A Michigan report says the cost of closing the locks of a Chicago-area canal to prevent Asian carp from invading the Great Lakes has been exaggerated.

A coalition of six states wants the locks of Chicago Sanitary and Ship Canal near Lockport, Ill., shut down to prevent the Asian carp from invading the Great Lakes.

A report released this month says Illinois officials have “seriously exaggerated” the claim that closing a navigational lock at a Chicago area shipping canal connecting the Mississippi River to the Great Lakes would “devastate” the area’s economy.

“Chicago Waterway System Ecological Separation: The Logistics and Transportation Related Cost Impact of Waterway Barrier” was prepared for the Michigan attorney general's office, which is leading a coalition of six states that want Illinois to immediately shut down the locks of the Chicago Waterway System.

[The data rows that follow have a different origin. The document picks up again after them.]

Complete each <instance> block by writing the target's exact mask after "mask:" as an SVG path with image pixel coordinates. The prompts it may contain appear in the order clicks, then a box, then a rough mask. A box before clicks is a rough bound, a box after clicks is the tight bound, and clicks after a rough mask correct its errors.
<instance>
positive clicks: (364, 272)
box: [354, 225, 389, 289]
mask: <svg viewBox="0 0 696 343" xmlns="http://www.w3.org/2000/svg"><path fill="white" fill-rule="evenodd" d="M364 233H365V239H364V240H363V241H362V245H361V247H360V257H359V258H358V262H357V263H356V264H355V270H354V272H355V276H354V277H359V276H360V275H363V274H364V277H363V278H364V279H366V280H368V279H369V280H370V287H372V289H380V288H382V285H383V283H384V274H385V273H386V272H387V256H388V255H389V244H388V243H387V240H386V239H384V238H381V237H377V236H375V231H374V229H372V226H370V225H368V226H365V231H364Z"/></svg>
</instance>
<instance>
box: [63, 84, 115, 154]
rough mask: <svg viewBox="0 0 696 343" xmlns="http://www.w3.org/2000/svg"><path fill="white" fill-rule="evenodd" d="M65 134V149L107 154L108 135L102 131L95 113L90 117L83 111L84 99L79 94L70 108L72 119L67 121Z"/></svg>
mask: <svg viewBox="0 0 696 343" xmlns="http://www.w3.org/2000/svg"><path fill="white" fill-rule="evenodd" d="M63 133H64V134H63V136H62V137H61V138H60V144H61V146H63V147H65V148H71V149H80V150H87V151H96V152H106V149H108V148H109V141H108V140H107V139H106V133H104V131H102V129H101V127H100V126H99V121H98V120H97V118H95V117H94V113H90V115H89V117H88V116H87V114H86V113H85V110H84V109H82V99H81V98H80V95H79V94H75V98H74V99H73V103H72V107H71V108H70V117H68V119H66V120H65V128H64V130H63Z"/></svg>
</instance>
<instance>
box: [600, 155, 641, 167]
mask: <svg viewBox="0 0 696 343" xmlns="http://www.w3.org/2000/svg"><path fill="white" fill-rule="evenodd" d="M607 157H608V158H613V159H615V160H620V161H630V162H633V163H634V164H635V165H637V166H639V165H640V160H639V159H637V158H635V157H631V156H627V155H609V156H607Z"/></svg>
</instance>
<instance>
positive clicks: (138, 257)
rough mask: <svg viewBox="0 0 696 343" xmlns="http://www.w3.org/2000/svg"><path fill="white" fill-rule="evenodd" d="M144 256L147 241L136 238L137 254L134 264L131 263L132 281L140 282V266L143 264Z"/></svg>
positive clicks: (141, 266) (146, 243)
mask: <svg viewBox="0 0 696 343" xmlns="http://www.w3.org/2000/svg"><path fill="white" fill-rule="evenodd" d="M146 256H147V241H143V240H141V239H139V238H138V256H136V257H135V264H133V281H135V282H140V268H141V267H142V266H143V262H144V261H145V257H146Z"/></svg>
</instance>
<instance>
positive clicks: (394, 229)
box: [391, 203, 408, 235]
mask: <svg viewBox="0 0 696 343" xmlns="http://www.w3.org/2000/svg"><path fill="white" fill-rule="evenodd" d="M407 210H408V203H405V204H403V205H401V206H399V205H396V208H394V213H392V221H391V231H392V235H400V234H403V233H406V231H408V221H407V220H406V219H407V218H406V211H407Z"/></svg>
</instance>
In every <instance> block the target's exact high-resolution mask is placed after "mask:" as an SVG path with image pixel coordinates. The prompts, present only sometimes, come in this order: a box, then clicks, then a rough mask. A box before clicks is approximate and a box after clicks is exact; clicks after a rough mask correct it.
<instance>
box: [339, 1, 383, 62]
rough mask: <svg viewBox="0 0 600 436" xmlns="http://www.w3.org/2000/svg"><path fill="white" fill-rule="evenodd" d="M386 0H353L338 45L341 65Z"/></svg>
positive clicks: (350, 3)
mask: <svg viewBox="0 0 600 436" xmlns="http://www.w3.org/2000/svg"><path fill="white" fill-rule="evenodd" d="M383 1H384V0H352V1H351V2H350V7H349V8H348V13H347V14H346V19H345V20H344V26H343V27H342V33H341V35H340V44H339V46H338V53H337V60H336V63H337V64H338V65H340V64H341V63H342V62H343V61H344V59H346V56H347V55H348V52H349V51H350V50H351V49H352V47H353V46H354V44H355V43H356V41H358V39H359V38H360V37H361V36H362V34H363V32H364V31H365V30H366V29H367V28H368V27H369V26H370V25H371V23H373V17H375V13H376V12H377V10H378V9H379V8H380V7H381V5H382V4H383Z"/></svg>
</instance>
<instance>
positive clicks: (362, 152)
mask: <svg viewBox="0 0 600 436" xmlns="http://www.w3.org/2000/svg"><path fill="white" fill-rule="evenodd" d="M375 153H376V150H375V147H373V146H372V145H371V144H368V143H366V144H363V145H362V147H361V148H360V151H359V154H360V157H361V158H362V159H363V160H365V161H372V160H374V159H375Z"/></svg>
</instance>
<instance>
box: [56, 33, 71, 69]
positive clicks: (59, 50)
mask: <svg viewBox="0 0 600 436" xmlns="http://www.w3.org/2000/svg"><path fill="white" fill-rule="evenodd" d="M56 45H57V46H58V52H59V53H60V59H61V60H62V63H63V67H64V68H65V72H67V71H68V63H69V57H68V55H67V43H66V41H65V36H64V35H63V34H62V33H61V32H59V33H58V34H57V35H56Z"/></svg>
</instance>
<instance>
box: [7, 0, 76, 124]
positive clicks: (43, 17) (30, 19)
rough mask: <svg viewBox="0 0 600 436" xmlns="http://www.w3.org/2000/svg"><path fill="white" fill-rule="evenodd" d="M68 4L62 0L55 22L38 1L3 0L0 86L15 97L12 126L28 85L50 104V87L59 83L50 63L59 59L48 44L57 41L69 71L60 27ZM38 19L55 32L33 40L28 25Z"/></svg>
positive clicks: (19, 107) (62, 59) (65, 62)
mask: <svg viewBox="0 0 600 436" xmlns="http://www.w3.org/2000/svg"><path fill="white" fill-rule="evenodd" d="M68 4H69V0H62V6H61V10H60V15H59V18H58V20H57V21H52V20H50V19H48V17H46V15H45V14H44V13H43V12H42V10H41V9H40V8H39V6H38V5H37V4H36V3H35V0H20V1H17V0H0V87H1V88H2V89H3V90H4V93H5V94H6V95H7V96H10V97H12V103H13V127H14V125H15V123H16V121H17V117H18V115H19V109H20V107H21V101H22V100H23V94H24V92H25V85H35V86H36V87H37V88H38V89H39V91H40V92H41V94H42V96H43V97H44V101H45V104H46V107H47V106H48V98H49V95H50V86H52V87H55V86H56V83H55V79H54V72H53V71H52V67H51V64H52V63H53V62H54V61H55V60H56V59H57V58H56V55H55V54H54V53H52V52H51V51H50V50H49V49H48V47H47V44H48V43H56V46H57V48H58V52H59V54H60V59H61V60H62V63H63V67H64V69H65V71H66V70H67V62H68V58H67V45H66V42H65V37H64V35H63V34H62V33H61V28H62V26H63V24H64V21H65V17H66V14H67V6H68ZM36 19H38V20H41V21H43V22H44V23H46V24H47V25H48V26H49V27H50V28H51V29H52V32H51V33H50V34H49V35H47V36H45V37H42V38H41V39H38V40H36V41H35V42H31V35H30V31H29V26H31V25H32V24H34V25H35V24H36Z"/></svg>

Asian carp DNA was found east of the Chicago lock, which neighboring states and environmental groups say is evidence the invasive species is now entering Lake Michigan. At stake, they say, is a $7 billion annual fishing industry.

Illinois and related shipping interests say that another commodity is at stake — $16 billion in goods shipped each year through the waterway, according to the Illinois attorney general's office in an affidavit to the Supreme Court.

Anne Burns, vice president of public affairs and communications for the American Waterways Operators, a trade association representing the tugboat, towboat, and barge industry, says members of the group are also concerned about the Asian carp problem, but that shutting down the canal is not a solution because it puts companies at risk, and will increase pollution and public safety risks if goods were transferred to trucking or rail.

“There are other impacts that are not easy to track in numbers,” says Ms. Burns. “We feel that all the parties to this should work out a win-win situation so that the Great Lakes are protected from the Asian carp and not at the cost of shutting down commerce.” She adds that she has not yet read the Michigan attorney general’s report.

That report calls the economic impact of the proposed shutdown “modest,” saying that the waterway system represents less than 1 percent of total freight traffic that comes through the Chicago area. While the Illinois report says that 19.3 million tons of cargo moved though the locks in 2008, the report says the actual figure is 7 million.

It adds that because only 7 million tons of cargo travel through the system each year, the same amount could easily be transferred to rail. When broken down into daily shipments, the cargo amounts to two loaded rail units a day.

Report coauthor John C. Taylor, associate professor of supply chain management and director of supply chain programs at Wayne State University in Detroit, says barges could end their journey at the Chicago locks. Their goods, which range from salt to petroleum, could then be transferred to other modes of transportation to continue the remaining few miles of their voyage to the Port of Chicago.

“We do acknowledge there would be negative impacts on the barge industry, and some businesses and some terminals would be adversely affected by closures,” he says.

But he says that after the transportation system adjusts “to new routes, new services and new approaches,” it will be stabilized and new jobs will be created through rail, truck and pipeline channels.

Dr. Taylor and coauthor James Roach, president of J.L. Roach Inc., a transportation consulting firm, are both expert witnesses in Michigan’s Supreme Court lawsuit against Illinois. Both said they were together paid under $50,000 for their research.